講演場は、2階部分にステージがあり、その前に400席ほどが用意されている。もっとも、2階席には研究者や記者しか座ることはできないため、無関係、というわけでは無いにしろ、この二人は完全自由席となっている3階席に座るしかなかった。とはいえもちろん、直接ステージも十分見れるし、ステージを映した映像が見られる画面が一人一台前についているので、ステージが見ずらいということはほとんどない。
「うおお・・・なんかすげえ!かっけー!」
「なんでそんなにテンション高いんだ・・・」
「いやだってお前、なんか壁の飾りがほら!あとなんかステージすげえ!」
恐ろしいほどの語彙力の無さではある。とはいえ確かに壁の装飾は一流のデザイナーが考えたものだし、ステージには様々な機械が置かれていたりして、テンションが上がるのも当然といえた。

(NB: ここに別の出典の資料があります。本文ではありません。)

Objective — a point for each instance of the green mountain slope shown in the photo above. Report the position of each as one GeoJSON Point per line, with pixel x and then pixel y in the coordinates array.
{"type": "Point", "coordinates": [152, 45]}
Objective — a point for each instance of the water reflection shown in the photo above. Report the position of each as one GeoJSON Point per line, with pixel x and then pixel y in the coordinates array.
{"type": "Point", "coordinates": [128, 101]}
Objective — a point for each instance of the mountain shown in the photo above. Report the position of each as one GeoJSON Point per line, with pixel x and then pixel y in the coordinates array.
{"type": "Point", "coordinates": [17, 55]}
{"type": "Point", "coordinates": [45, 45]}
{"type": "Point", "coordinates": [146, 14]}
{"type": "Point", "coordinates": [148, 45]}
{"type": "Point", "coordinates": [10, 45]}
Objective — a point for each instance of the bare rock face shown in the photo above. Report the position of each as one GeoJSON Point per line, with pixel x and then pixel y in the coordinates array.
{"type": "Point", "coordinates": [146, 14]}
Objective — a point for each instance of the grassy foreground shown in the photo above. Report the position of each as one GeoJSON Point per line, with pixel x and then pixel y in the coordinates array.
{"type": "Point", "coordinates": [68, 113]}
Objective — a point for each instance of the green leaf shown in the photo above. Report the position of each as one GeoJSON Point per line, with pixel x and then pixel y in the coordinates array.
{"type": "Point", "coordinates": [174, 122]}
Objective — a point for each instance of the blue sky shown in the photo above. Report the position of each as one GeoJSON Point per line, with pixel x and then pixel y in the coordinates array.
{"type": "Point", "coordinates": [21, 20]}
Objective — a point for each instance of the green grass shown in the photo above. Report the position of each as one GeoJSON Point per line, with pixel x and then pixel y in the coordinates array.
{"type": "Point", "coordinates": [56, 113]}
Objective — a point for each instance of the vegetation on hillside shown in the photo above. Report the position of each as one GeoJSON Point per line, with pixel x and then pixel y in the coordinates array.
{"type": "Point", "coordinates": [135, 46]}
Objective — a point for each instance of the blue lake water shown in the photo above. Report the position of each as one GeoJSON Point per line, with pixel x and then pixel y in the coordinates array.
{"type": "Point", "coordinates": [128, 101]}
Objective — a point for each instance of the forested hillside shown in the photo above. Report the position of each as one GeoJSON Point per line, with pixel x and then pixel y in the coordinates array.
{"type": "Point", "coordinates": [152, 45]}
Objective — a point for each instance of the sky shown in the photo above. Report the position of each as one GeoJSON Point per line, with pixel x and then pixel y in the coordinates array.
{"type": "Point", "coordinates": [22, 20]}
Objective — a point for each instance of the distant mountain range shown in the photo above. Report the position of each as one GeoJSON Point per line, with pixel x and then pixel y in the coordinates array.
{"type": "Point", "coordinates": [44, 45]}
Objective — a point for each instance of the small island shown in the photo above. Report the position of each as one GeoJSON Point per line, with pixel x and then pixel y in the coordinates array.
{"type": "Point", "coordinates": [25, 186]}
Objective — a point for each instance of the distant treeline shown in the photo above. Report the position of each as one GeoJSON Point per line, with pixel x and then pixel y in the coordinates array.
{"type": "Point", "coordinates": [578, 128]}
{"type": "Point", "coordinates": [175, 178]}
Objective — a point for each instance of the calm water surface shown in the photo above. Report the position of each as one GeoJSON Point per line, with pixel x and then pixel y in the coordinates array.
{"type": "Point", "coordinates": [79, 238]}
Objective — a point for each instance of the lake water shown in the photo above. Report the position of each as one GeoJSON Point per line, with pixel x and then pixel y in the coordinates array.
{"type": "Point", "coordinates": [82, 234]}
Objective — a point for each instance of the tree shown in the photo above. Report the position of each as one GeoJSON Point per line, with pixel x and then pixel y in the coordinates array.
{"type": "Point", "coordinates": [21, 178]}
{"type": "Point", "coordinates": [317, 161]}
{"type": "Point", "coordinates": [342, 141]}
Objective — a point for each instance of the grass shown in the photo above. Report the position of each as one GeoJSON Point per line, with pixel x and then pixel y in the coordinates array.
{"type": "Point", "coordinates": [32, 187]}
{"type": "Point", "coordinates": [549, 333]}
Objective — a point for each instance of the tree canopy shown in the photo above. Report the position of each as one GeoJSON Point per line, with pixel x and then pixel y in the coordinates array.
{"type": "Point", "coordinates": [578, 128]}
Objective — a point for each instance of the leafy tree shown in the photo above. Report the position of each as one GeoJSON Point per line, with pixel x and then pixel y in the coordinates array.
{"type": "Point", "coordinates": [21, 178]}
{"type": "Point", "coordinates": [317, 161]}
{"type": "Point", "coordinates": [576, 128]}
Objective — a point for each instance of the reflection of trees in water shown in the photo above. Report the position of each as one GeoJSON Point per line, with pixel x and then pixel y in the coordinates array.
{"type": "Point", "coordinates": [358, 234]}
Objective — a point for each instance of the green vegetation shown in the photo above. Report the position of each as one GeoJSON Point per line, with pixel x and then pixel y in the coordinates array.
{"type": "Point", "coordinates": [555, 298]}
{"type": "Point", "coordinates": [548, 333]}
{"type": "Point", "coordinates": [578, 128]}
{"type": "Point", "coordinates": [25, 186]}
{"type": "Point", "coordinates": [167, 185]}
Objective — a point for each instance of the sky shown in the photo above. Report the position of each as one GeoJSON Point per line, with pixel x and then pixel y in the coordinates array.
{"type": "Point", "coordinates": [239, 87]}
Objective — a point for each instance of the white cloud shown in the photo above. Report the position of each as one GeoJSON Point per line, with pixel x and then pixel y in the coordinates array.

が、その高いテンションは深川の言葉を聞いた次の瞬間、地に落ちた。
「で・・・ベル博士達の発表は・・・1時間半後だな それまでは別の人達らしい」
大石の顔が歪む
「・・・は?」
「だから、ベル博士の発表は・・・」
「いや、それは分かった じゃあなんでこんな早く来たんだ?」
「そりゃあ途中で入ってこれないからだろ」
「・・・それまでは?」
「別の研究者の話を聞く」
「ユーモアあるかな?」
「まあ、無いだろうな」
「・・・帰っていいかな?」
「ダメだ 博士には二人で行くって言ってある」
「・・・急に風邪ひいたとか言っといてくれよ」
「流石にそんなの通じねえよ」
「やっぱりか・・・悪いがおれは100%寝る 頼むぞ」
「何をだよ?」
「ベル博士の発表始まったら起こしてくれ」
「・・・言っても無駄だとは思うが耐えろよ?
眠気に」
「そんなの無理だ 諦めてくれ」
「・・・まあ高校3年生で出た授業全部寝てた奴に期待はしてないが」
「よく覚えてたな じゃ、頼むぞ!」
そう言うと大石は力を抜き、もたれ掛かるようにした。
そして、その姿を見て深川がため息をついた頃、ステージ以外の明かりが少しずつ暗くなっていった。
必要最低限の明かりのみになり、全員がステージに注目する。
一人目がステージに立った頃、大石が寝息を立て始めた。